As someone involved from the very start of the data collection, what was the most interesting thing to come out of the research?
One of the most interesting things to come out of all segmentations is the depth of the data. In every segmentation we do, we move from basic terms and simplistic thinking to a much richer narrative. Everyone knows that ‘Millenials’ and young people (in general) don’t have as much money as the previous generation at this point in their life, and that their best chance to get on the ladder is through the ‘bank of mum and dad’ – this narrative is tired, as well as full of idiosyncrasies. This segmentation moves the conversation on and leaves behind the tired moniker of millennial, and instead looks at this key moment in their life. A segment that I found particularly interesting was those who simply hate the place they currently live in. We saw an over-index of young people in this segment, but to us, the more interesting point is what this move would represent – a fresh start. This is a marketer’s dream, as this segment is primed to start again, to question their existing habits and try new things. Tie this segment with the right message, and this becomes a huge opportunity for brands.
Now the research is complete, how quickly can a home mover be profiled into one of our Moving Minds tribes?
It only takes 30 seconds to get someone allocated to the segmentation via our algorithm. We have taken the statements and factors that were most divisive in the entire survey and used them to create a boiled-down version of the work – this is accurate to around 90% (on average). This means that you can roll this out across a database using a very quickly. For example, before we would have had a 32-year-old female, that we know has at least 1 child based on previous purchase habits. Once allocated, we will know what her psychological drivers and attitudes are. We will also know how she defines herself, as well as some of the things she is likely to want to purchase for her new home.

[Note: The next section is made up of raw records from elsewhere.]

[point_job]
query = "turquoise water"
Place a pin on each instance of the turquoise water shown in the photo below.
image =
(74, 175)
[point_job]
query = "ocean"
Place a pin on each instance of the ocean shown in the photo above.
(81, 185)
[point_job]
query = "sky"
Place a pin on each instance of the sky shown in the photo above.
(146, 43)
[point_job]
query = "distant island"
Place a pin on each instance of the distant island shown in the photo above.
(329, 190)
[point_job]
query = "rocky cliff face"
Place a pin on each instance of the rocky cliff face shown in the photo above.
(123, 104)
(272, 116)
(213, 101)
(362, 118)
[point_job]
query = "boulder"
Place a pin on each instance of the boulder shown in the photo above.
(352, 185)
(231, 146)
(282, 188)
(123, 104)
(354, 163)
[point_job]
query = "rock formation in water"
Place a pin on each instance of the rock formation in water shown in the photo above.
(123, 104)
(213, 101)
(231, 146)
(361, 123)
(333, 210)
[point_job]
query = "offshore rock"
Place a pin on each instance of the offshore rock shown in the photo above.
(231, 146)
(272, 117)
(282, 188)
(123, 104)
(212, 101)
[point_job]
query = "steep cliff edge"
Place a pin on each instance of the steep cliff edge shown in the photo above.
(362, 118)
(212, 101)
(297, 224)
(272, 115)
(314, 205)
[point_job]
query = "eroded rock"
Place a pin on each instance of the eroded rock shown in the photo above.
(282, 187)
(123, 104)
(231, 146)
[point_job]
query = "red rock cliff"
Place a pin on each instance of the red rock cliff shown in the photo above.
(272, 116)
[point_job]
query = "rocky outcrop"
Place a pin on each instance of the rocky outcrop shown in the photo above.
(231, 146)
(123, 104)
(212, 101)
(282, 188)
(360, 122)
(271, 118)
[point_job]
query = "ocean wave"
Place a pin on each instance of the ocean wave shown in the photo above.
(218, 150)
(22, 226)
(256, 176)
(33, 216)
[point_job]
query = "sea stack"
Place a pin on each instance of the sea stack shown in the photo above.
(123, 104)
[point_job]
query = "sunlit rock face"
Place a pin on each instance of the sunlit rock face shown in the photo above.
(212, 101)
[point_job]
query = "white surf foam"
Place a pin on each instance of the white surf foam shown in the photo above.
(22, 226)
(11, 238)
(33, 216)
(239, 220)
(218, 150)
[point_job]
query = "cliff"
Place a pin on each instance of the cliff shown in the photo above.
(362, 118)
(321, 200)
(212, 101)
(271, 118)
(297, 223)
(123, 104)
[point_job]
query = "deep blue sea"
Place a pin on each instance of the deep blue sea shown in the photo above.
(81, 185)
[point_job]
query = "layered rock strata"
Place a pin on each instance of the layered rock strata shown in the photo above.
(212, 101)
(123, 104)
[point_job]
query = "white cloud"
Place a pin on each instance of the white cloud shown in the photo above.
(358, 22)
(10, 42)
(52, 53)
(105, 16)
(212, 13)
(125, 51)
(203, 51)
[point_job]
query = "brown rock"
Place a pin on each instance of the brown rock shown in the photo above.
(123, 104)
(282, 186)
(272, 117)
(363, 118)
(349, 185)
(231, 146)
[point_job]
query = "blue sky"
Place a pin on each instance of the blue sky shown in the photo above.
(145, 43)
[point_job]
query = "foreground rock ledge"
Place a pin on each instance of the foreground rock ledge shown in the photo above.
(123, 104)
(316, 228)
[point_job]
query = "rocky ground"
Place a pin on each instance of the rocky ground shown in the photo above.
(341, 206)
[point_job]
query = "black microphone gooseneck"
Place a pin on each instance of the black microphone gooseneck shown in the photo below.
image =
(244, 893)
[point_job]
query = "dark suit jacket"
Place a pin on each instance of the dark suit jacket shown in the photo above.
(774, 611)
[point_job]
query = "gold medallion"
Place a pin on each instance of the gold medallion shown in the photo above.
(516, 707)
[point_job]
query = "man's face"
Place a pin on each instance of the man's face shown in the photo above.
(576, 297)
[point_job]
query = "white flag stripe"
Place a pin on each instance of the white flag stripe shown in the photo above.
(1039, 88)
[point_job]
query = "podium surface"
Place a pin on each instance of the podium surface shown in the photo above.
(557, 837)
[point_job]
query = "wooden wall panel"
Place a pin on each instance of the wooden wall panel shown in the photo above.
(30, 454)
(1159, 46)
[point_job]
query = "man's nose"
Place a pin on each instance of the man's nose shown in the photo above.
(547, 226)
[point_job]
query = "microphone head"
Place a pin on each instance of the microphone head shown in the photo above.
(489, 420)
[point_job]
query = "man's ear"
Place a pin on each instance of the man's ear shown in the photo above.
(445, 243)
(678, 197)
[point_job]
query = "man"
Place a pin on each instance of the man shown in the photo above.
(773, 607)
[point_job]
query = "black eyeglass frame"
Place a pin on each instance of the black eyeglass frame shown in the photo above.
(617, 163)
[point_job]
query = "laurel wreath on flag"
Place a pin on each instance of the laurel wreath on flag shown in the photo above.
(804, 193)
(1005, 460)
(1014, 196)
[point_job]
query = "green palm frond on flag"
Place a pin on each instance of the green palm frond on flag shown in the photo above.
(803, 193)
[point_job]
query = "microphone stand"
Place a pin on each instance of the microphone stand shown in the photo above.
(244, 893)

Ben Taylor is a Research Director at ragdoll research, where he specialises in quantitative research and matching data with commercially focused outputs. After nearly a decade in the industry, he has developed a reputation for taking the often complicated world of data and insight and boiling it down to simple, actionable, business-driven points. During his time in the industry, he has worked with numerous brands across the FTSE 250 and companies across the globe – with segmentation becoming a core specialism.